# Power steering fluid



## altima96gxe (Apr 23, 2004)

My 96 Altima manual says the Dexron II power steering fluid is recommended. However, when I went to Walmart today, the technician at the auto department referred me to any power steering fluid brand. He said as long as not Honda, any brand can be used. Is it true? I do not see the so-called Dexron II on the shelf at all.


----------



## Asleep (Jan 19, 2003)

dexron II is trans fluid. power steering fluid and trans fluid are both basically hydraulic fluids. either one will work.


----------



## altima96gxe (Apr 23, 2004)

Asleep_94_Altima said:


> dexron II is trans fluid. power steering fluid and trans fluid are both basically hydraulic fluids. either one will work.


Then does Dexron II mix with power steering fluid? In another words, can I add power steering fluid to the current Dexron II in the power steering system?

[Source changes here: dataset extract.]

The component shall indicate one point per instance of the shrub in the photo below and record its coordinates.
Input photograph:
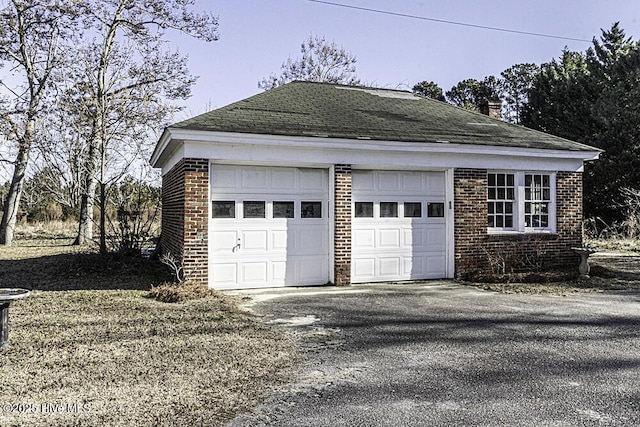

In addition, why Nissan can use any power steering fluid but Honda can't?

Thanks for info!


----------



## Asleep (Jan 19, 2003)

honda has a "special" fluid they use and to be honest with you, i dont know why you cant mix on those cars. i do know though, that if you mix and its still under warranty, you will void the warranty. as far as mixing dextron and p/s fluid together, im not going to say that its perfectly safe as im sure someone will provide evidence to the contrary, but i know that in the 15 or so years ive been working on cars, ive never seen one fail because of it...


----------



## altima96gxe (Apr 23, 2004)

Asleep_94_Altima said:


> honda has a "special" fluid they use and to be honest with you, i dont know why you cant mix on those cars. i do know though, that if you mix and its still under warranty, you will void the warranty. as far as mixing dextron and p/s fluid together, im not going to say that its perfectly safe as im sure someone will provide evidence to the contrary, but i know that in the 15 or so years ive been working on cars, ive never seen one fail because of it...


In that case, where can I buy Dexron II? I do not see that in either Walmart, AutoZone, or Kragen. Thanks!


----------



## Asleep (Jan 19, 2003)

you dont see dextron II anymore because it is now dextron III.  they made it "better" i guess.


----------



## KA24Tech (Feb 2, 2004)

Power steering fluid is Dextron II/III ATF but it has sometimes has addatives that make it unique to the company that made it (and really expensive). They rely on people not knowing that it doesn't have to be a power steering fluid. The Hondas differ in their fluid because it is a mineral oil base. If you don't have any leaks adding Dextron II/III ATF won't hurt anything. I'm pretty sure Wal-Mart has it next to the motor oil just look for the automatic transmission fluid.

Troy


----------